The Iowa senator acknowledged that some Republicans were displeased with FBI Director James Comey’s decision not to indict Clinton in July but were pleased with his decision in October to continue investigating the former secretary of state’s handling of classified information.
Grassley added that the election and the investigation into Clinton’s emails were “settled” and people should focus on the leaks of sensitive government information, as well as potential ties between the Trump campaign and the Russians.
“We didn’t like what he did in July, but in October, we did,” Grassley said. “Maybe that’s just a characteristic of what you consider to be the most political value. And I don’t know whether you ought to take into consideration what goes on in a campaign that seems to have equal consideration from the Republican and Democratic side and equate that with what we’re doing now.”

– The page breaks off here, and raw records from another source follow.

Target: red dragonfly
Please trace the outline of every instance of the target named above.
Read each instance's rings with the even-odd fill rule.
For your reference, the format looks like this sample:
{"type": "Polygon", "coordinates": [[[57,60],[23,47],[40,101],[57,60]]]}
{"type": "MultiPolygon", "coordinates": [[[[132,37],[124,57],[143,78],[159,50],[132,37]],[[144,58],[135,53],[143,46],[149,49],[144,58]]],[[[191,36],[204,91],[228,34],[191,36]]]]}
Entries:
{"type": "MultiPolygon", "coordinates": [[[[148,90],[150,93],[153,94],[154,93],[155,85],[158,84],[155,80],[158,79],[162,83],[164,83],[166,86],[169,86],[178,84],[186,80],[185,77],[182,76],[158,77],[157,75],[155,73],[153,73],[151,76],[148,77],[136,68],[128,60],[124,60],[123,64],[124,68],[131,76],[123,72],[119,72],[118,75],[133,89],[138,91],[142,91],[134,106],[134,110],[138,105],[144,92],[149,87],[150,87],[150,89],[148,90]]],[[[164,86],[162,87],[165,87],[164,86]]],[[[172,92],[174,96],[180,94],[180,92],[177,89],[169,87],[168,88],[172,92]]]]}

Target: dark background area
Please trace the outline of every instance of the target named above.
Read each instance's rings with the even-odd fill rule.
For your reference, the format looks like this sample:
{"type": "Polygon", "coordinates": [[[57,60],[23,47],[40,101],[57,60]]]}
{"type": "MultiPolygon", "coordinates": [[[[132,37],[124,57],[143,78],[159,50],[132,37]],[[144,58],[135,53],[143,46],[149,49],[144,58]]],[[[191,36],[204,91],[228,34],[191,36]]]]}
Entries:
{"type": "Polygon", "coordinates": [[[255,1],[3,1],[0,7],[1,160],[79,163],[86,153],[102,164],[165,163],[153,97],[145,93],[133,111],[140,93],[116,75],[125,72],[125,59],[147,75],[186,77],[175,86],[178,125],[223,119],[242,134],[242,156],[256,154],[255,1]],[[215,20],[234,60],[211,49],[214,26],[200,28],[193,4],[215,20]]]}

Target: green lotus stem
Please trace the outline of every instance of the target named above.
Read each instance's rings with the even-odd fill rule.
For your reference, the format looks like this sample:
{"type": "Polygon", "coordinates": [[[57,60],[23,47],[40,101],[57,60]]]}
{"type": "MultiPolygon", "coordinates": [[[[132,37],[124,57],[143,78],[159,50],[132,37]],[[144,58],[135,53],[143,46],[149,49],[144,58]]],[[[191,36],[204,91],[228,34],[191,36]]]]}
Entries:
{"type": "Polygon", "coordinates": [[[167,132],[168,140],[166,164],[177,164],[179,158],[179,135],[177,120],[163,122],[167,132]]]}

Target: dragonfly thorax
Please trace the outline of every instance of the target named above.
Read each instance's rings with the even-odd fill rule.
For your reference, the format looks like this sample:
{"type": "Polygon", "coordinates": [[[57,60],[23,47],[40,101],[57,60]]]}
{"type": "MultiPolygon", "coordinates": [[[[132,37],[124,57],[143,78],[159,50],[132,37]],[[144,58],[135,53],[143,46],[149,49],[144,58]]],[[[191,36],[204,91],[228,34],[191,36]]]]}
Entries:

Cuomo continued to press the Iowa senator, saying Trump and congressional Republicans’ criticism of leakers “just seems to be a little bit selective outrage.”
“It may be selective outrage,” Grassley replied, but he added that it was precarious to equate recent information with leaks that emerged late in the presidential campaign.
The exchange came after daylong testimony from Comey and Adm. Mike Rogers, the National Security Agency director, in front of the House Intelligence Committee, where the two discussed investigations into Russia’s meddling in the 2016 campaign.
While many Democrats pressed the two to explicitly link Trump campaign officials to Russia, Republicans railed against embarrassing leaks about the ongoing investigation.